Gray will be fun to watch, and in a few years, if he is the Heisman hopeful so many believe he can be, you can say 'I saw him when.'
"He will get more involved," promises offensive coordinator Bryan Harsin. "The nice thing about where Johnathan is at right now is he is a very good football player who has two guys that have experience in front of him with Joe [Bergeron] and Malcolm [Brown]. We don’t have to throw him in the fire. He can go out there and let those guys do their deal and we can get him in on some specific plays that he has prepared for throughout the week."
The offense played well last week, and quarterback David Ash looked confident and threw with accuracy and authority. The Longhorns want to throw the ball deep more often so you may see them open it up a bit more against New Mexico. Make no mistake, this is a team that will win or lose by running the ball, but the ability to throw downfield is necessary if they want to keep a defense from cheating against the run.

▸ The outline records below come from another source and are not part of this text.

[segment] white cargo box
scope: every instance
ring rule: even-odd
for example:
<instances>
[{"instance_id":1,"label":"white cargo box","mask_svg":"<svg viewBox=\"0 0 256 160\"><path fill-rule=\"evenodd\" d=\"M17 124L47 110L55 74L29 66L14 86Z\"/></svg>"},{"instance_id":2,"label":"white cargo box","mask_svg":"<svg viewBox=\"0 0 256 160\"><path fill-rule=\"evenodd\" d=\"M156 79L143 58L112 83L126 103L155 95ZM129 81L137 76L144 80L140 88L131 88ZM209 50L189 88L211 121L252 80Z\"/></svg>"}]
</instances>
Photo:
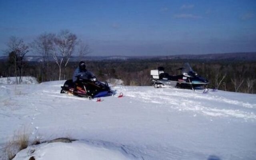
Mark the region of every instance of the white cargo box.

Texas will win, big, the oddsmakers put the spread at 38 points. While winning the game is as close to a given as there can be, there are some things to watch for, harbingers of things to come.
What to watch for
- Johnathan Gray. Let's hope he gets the ball 10 - 15 times, just to see what he can do with it. Texas has a great stable of running backs, so this could be fun.
- Throwing the ball deep more often. "I think you have to go get more explosive plays in the passing game, said Brown. "And continuing to keep the other team from having explosive plays on defense. I mean, those were the two things that probably hurt us the most [last week]."

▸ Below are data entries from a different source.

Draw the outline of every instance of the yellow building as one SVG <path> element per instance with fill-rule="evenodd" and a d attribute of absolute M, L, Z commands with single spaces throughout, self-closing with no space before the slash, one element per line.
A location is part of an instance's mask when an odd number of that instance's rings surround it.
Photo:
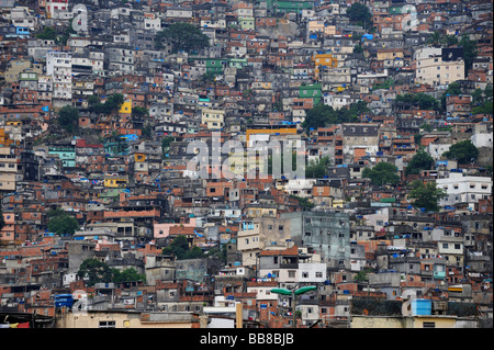
<path fill-rule="evenodd" d="M 247 145 L 249 144 L 251 135 L 296 135 L 296 127 L 279 127 L 279 128 L 248 128 L 246 132 Z"/>
<path fill-rule="evenodd" d="M 209 129 L 221 129 L 225 125 L 225 111 L 203 109 L 201 123 L 205 124 Z"/>
<path fill-rule="evenodd" d="M 338 67 L 338 59 L 332 54 L 315 54 L 312 58 L 315 67 L 315 78 L 319 78 L 319 67 L 336 68 Z"/>
<path fill-rule="evenodd" d="M 352 316 L 351 328 L 456 328 L 457 316 Z M 464 323 L 464 321 L 463 321 Z M 464 323 L 464 325 L 471 325 Z"/>
<path fill-rule="evenodd" d="M 127 176 L 105 176 L 103 185 L 105 188 L 124 188 L 127 184 Z"/>
<path fill-rule="evenodd" d="M 132 113 L 132 100 L 126 100 L 122 103 L 119 113 L 131 114 Z"/>
<path fill-rule="evenodd" d="M 138 311 L 65 312 L 55 328 L 192 328 L 199 323 L 192 313 Z"/>

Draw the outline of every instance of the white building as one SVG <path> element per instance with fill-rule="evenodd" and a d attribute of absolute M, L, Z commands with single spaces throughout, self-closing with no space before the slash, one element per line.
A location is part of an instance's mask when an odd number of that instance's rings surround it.
<path fill-rule="evenodd" d="M 437 179 L 436 184 L 447 193 L 439 202 L 441 206 L 456 203 L 473 204 L 492 194 L 492 179 L 489 177 L 464 177 L 461 172 L 450 172 L 449 178 Z"/>
<path fill-rule="evenodd" d="M 72 58 L 70 53 L 48 52 L 46 75 L 53 79 L 53 99 L 72 98 Z"/>
<path fill-rule="evenodd" d="M 414 52 L 415 83 L 448 86 L 464 79 L 462 58 L 449 58 L 441 47 L 422 47 Z"/>

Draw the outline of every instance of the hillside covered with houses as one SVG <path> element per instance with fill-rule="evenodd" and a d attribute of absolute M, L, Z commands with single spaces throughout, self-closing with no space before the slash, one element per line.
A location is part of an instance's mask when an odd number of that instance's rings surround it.
<path fill-rule="evenodd" d="M 492 10 L 0 0 L 0 328 L 492 328 Z"/>

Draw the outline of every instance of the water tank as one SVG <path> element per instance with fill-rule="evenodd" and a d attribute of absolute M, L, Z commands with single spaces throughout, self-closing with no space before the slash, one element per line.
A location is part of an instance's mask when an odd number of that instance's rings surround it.
<path fill-rule="evenodd" d="M 428 316 L 431 315 L 433 302 L 428 298 L 412 300 L 412 315 Z"/>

- Defending the run. The Longhorns must hold the line of scrimmage against the Lobos triple option, and they would love to keep the team below 150 yards rushing. Mack Brown described the New Mexico offense as though it really concerned him, maybe it does. "The thing you can't do with an option offense like they're going to run, is you can't let them keep the ball. They could go for five fourth downs to keep the ball away from you on Saturday night. We just can't allow that to happen."
- A defensive shut out. The defense is frankly unhappy about the way they played against Wyoming. This an inferior opponent that runs the ball hard. The Texas defense wants to make a statement.
See you at the tailgate.
Texas Longhorns vs. New Mexico Lobos
Time: 7 p.m. - Darrell K. Royal — Texas Memorial Stadium
Television: The Longhorn Network
Radio: KVET-FM 98.1 / KVET-AM 1300
Honored: This is Alumni band and Cheerleader weekend. Longhorn legend and Heisman Trophy winner Earl Campbell is named honorary captain and will take the field before the coin toss.
Once again Grande Communications and The Longhorn Network will showcase a public viewing of the game at Republic Square Park (400 Guadalupe Street) that starts at 6 p.m.